Después la situación empeoró. Saltó a la pared con cierta facilidad, pero entonces tenía que bajar por el otro lado. Y era un salto de cuatro metros: sobre la hierba, eso sí, pero aun así parecía muy alto.
Y la casa no se veía por ninguna parte. No tenía ni idea de la dirección que debía tomar. Calculó mentalmente que apuntaría a las diez desde donde aterrizaría, pero era una pura conjetura.
Mierda, mierda. Debería haberse llevado un mapa. ¿Y si Keeble tenía perros vigilando la finca, o un guardia armado como se rumoreaba que tenían los gemelos Barclay?
– Oh, qué coño -dijo en voz alta.
Se quitó la mochila y la tiró, y después, pensando a la cámara lenta del miedo si aquélla sería la última cosa que haría, saltó detrás.
Capítulo 20
Jocasta salió de los matorrales y miró a su alrededor: ni rastro de la casa. Ya la encontraría. Por ahora lo había hecho de maravilla. Chris Pollock estaría orgulloso de ella. En cuanto a Nick…, no había pensado en Nick desde hacía horas, ¡qué desastre! De repente escuchó ladrar a un perro. Tenía perros guardianes.
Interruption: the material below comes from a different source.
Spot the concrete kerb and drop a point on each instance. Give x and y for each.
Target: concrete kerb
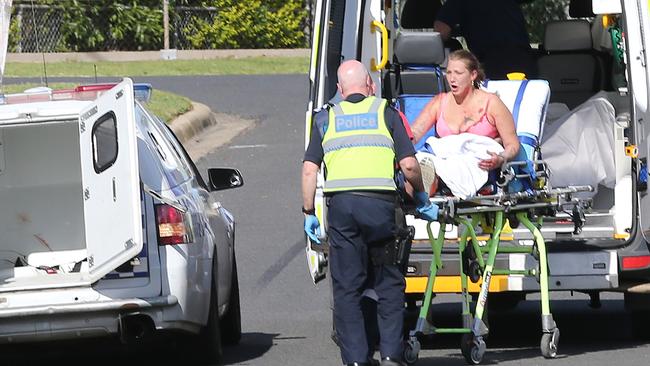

Pero el sonido no se movió. Permaneció quieto. Eso significaba que el perro estaba atado en alguna parte o se encontraba dentro de la casa. Seguiría el sonido.
Mientras avanzaba, despacio y con cautela, con la luz de la linterna baja enfocando al suelo, se preguntó cómo sería Fionnuala. Aisling, la segunda esposa de Gideon, se había casado con Michael Carlingford hacía un par de años y vivía medio año en Barbados y medio año en Londres. El divorcio había sido desagradable y ruidoso y era evidente que habían enviado a un internado a Fionnuala para que no fuera una molestia para sus padres. Jocasta sabía cómo te hacía sentir eso. De haber tenido ella ocasión de huir con una estrella del rock, lo habría hecho, sólo para causarles todos los problemas y vergüenza posibles.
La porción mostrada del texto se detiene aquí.